The influence of land use and habitat fragmentation on landscape connectivity
The built environment, especially roads, urban and suburban development, can reduce the ability for wildlife to move across landscapes. Maintaining landscape connectivity has become a central theme in ecology and conservation, as corridors of intact habitat help maintain ecosystem functionality and, in the face of climate change, may provide migration paths for species. However, the influence of the built environment on connectivity is rarely quantified using empirical data informed by species detection, movement, or genetic structure. Rather, structural connectivity, as opposed to functional connectivity, is estimated using land cover alone. Structural connectivity estimates offer a simple and potentially powerful approach with fewer data requirements for wildlife corridor planning; however, models of structural connectivity are rarely if ever evaluated with empirical species data, limiting our understanding of their reliability and utility. This dissertation fills this gap by investigating the influence of human land use and habitat fragmentation on landscape connectivity using a suite of quantitative modeling approaches and mammals as the focal species, including cross comparisons among these approaches. Specifically, three methods that vary in levels of biological information are used to evaluate how well structural connectivity models perform for individual species, as well as their relationship to functional connectivity.

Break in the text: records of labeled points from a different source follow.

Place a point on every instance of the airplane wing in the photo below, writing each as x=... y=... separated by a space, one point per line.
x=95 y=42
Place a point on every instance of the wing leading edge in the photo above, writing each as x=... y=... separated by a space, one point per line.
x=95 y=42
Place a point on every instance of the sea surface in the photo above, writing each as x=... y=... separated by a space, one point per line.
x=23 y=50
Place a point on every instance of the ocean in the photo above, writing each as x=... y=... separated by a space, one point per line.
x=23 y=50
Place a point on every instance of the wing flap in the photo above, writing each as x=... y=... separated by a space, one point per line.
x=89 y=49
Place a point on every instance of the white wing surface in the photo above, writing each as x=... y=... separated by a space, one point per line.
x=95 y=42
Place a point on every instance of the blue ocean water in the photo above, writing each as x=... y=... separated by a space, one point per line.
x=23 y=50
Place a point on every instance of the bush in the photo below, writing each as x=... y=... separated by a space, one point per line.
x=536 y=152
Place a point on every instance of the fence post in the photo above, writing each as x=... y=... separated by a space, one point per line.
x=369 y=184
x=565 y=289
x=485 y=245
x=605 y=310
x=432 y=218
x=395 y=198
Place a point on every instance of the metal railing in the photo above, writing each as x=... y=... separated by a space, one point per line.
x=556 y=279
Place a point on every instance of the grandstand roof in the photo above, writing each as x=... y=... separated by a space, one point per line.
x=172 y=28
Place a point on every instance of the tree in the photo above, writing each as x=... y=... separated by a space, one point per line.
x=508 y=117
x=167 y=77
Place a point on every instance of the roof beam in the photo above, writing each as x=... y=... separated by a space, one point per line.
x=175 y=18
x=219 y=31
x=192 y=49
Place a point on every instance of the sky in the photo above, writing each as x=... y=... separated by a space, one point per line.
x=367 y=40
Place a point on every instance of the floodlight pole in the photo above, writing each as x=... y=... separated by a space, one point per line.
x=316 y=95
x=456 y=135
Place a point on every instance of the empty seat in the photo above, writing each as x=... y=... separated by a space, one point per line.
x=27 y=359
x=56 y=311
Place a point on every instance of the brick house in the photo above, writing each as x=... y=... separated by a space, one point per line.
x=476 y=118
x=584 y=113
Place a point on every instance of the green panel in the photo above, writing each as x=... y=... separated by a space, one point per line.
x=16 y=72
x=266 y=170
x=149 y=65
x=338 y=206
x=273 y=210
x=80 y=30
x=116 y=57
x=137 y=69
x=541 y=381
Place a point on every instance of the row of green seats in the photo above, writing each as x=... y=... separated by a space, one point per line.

To begin with, the utility of a structural connectivity model based on the distribution and intensity of land use is evaluated by comparing model predictions to observed land use by a generalist carnivore, the puma (Puma concolor). Findings from this study indicate that generic landscape permeability models can be used with confidence as a guide when prioritizing habitat corridors for biodiversity conservation across fragmented landscapes. Next, the utility of structural connectivity models is further evaluated by examining how the inclusion of specific human land use variables affects model accuracy in a species distribution model for gray fox (Urocyon cinereoargenteus). Findings from this study indicate that species distribution models generated in human-dominated landscapes have higher accuracy when informed by indices of land use. Finally, a combination of spatial and genetic methods is used to evaluate the influence of roads on the functional connectivity for a small mammal, California ground squirrels (Otospermophilus beecheyi). Findings from this study indicate that a combined spatial and genetic approach can be used to identify locations where roads act as barriers.
Given the importance of habitat fragmentation, there is a pressing need to rapidly develop and utilize connectivity assessment methods in conservation planning. Research findings presented here have already impacted mammal conservation planning and management in California in the following specific ways. The structural connectivity model was used to identify priority habitat linkages for inclusion in the Conservation Blueprint for Santa Cruz County, and the combined genetic and spatial approach was used by the Santa Clara County Open Space Authority, CA to identify corridors and restore connectivity in an area with an existing road network. Beyond these regional impacts, future conservation planning worldwide can benefit from using readily available data collected by citizen scientists as input in predictive mapping to increase the sample size and spatial coverage for species distribution modeling.